Hz. Ömer: “Hz. Ebu Bekir'in, Muhacirlerin (Mekkeliler)
en faziletlisi olduğunu, Hicret sırasında, Hz. Peygamber'in
yanında bulunduğunu…” tekraren vurgular ve Hz. Ebubekir'e hitap ederek: "Uzat
elini sana biat edelim!" diyerek, tartışmaları bitirdi. Böylece, Hz.
Ömer, Emir Hz. Ebubekir’e biat eden ilk kişi oldu…
Hz. Ömer'den sonra, Hz. Ebubekir'e ilk biat eden kişi, Sa'd
bin Ubade'nin amcazadesi Beşir bin Sa'd oldu.
O sıralarda, Ensar'dan (Medineli) Hubab bin
Münzir, Hz. Ebubekir'in Emirliğine itiraz edenlerden oldu… Hubab
bin Münzir’ın hali hazırda Emir seçilmiş Hz. Ali’nin
karşısında Hz. Ebuker’i, Emir olarak seçiyor olmalarına karşı çıkmış
olmanın çabaları, sonuçsuz kaldı.
O an, orada bulunanlardan, Sa'd bin Ubade de bu
duruma içten içe itiraz ettiğinden kendisi ve Hubab bin Münzir hariç,
toplantıdaki Ensar'ın tamamı, Hz. Ebubekir'e biat etti. Biat
etmeyen Sa'd bin Ubade, Hz. Ömer'e hitaben:
"Yerimden kalkacak gücüm olsaydı, Medine'nin
etrafında ve sokaklarda, aslan gibi kükrediğimi görürdün. O zaman sen ve
arkadaşların korkarak, bir yere sığınmak zorunda kalırdınız!.." dedikten sonra
mücadele etmeye devam edeceğini söyleyerek, evine çekildi ve Hz. Ebü Bekir'e
biat etmeyeceğini açıkladı (?)…
Hz. Ömer'in, Sa'd bin Ubade'yi biata zorlama
teşebbüsüne, Sa'd bin Ubade'nin amcazadesi Beşir bin Sa'd karşı
çıkarak: “Çözümünün zamana bırakılması!..” tavsiyesinde bulundu…
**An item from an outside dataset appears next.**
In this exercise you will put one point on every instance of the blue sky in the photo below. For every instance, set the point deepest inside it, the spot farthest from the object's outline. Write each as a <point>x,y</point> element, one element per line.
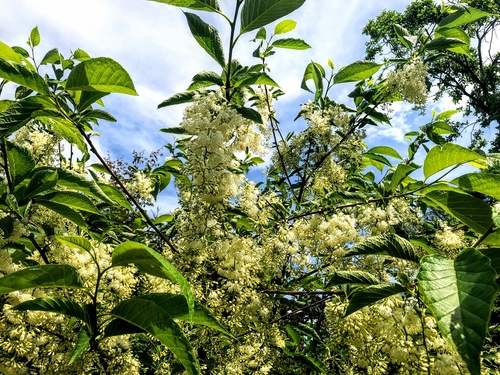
<point>152,42</point>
Hz. Peygamber'in cenazesi, Emir
seçiminin Pazartesi günü akşam saatlerinde sonlanmasından sonra, Salı günü
sabahı Hz. Muhammed’in bedeni yıkandı. Kimin yıkayacağı ile ilgili
konuşmalar yapılırken, Emir olarak seçilmiş bulunan Hz. Ebubekir: "Hz.Muhammed’in
temiz vücudunu yıkamak, Ehl-i Beyt’in hakkıdır!.." dedi!..
Geçmiş asırlar boyunca.
Müslümanların en fazla tartıştıkları konu “İlk Emir” seçimidir… Dikkate
şayan bir durum vardır ki bu ilk Emirnin belirlenmesi tarihinde, o
günlerde yaşanmış hadiseleri, daha iyi tahlil edebilmek için:
Hz. Muhammed, (atmış üç “63” yaşlarında, “Medine, Hicaz, Suudi Arabistan” günümüzde (İslâm Devleti,) vefat ettiğinde:
Hz. Ebubekir 60,
Hz. Osman 56,
Hz. Ömer 50,
Hz. Ali 32 yaşındadır.
Peygamber ve Dört Halifenin
Akrabalık Dereceleri:
Hz. Ebubekir (Peygamberin
Damadı, Peygamber de Ebubekir’in Damadı), Aynı amanda birbirlerinin
kayınbabası durumundaydılar.
Hz. Ömer (Peygamber Hz. Muhammed ve Hz. Ali’nin
Damadı),
Hz. Osman (Peygamberin Damadı, Peygamber’in
Putperes Hint ‘in oğullarının boşadığı iki kızı ile aralıklı, birinin ölümü
üzerine diğeri ile de evlenmiş, Peygamber’in Amcasının Kızının Oğlu)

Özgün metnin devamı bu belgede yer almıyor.